Re-interpreting a Repr-C'd struct's bytes as a certain type

nologik · August 8, 2019, 10:44pm

suppose within a #[repr(C)] struct, I have a pointer returned to me by the global allocator with an align of, say, 8 bytes. I want the user to input a type param T, and so long as the align of T is equal to those 8 bytes, I will return a mutable reference to the structure represented by those 8 bytes.

This doesn't work:

    unsafe fn cast_unchecked_mut<Type>(&self) -> &mut Type {
        std::ptr::read_volatile::<&mut Type>(self.ptr as *const &mut Type)
    }

nor

    unsafe fn cast_unchecked_mut<Type>(&self) -> &mut Type {
        std::ptr::read::<&mut Type>(self.ptr as *const &mut Type)
    }

I would also like to mention that self.ptr is of type *mut u8

RustyYato · August 9, 2019, 1:23am

First, you should be using &mut self to avoid UB. Next, you could just cast the pointer and dereference it

unsafe fn cast_unchecked_mut<Type>(&mut self) -> &mut Type {
    assert!(std::mem::align_of::<Type>() <= 8);
    &mut *(self.ptr as *mut Type)
}

nologik · August 9, 2019, 1:24am

I have mechanisms behind the scene controlling the access order, so it's actually good on the UB there (unless there's something weird?). I will check this new way out now! thanks

RustyYato · August 9, 2019, 1:25am

Going from a &_ to a &mut _ is UB unless you go from a &UnsafeCell<T> to a &mut T, even then that can be UB if done incorrectly. No matter how you do it.

nologik · August 9, 2019, 1:26am

Really? How so? I have atomically-controlled usage of the get_unchecked_mut, so i'd figure giving it a mutable through an immutable is okay?

nologik · August 9, 2019, 1:26am

using AtomicUsize, as an example

RustyYato · August 9, 2019, 1:28am

AtomicUsize uses UnsafeCell internally.

(lots of macro stuff to build all atomics, but they are defined like so)

#[$stable]
#[repr(C, align($align))]
pub struct $atomic_type {
    v: UnsafeCell<$int_type>,
}

Same with Cell, RefCell, Mutex, RwLock and many more

nologik · August 9, 2019, 1:31am

Okay, great. Problem solved. For extended dicussion, the below compiles. If I control when rip_mut is called, would this still produce UB? would there be bad alignment or mis-allocation when the data structure changes?
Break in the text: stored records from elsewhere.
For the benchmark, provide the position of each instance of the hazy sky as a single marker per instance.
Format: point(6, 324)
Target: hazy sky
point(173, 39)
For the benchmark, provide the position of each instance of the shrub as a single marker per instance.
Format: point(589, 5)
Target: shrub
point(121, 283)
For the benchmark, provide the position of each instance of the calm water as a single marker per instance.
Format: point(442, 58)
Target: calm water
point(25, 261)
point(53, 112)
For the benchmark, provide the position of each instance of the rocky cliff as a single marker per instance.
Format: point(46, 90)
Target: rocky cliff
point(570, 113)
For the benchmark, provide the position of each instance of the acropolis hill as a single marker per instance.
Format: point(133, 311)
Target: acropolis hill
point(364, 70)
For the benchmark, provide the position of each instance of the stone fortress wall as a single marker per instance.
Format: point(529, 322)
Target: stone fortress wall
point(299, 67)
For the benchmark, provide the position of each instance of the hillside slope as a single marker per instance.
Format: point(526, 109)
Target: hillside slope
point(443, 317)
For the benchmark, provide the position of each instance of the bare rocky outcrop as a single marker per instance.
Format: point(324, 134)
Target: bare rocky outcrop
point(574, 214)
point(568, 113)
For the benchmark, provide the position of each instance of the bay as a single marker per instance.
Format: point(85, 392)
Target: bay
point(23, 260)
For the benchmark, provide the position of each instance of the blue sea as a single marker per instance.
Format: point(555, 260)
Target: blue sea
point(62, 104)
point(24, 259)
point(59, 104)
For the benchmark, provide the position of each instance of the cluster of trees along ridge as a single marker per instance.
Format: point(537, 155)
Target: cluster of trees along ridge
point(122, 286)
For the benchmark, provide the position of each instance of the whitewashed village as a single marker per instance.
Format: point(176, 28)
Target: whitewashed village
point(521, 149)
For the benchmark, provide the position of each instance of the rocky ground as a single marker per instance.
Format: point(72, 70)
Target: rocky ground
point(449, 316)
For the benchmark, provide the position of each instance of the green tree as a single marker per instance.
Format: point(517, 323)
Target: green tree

    /// converts immutable self to mutable self. This is retardedly unsafe and I'm not special enough to do it, according to Rust
    unsafe fn rip_mut(&self) -> *mut Self {
        (&*self as *const Self) as *mut Self
    }

RustyYato · August 9, 2019, 1:32am

That is not UB, it would be UB to write to that pointer though. (no &mut _ was made, only a *mut _ which is not speical)

&mut _ is special because it means unique, and going from a shared reference to a unique reference requires black magic (a lang item, UnsafeCell) to do.

nologik · August 9, 2019, 1:34am

(*rip_mut()).my_usize_field = 10

That would be UB if it was access-controlled?

(Access-controlled via AtomicUsize)

RustyYato · August 9, 2019, 1:35am

Yes, that would write to a ptr derived from a shared reference, without going through a UnsafeCell, so it UB.

Btw, what do you mean access controlled by a AtomicUsize?

nologik · August 9, 2019, 1:36am

Ah, this has to do with the project we were talking about in our last thread that you helped me in!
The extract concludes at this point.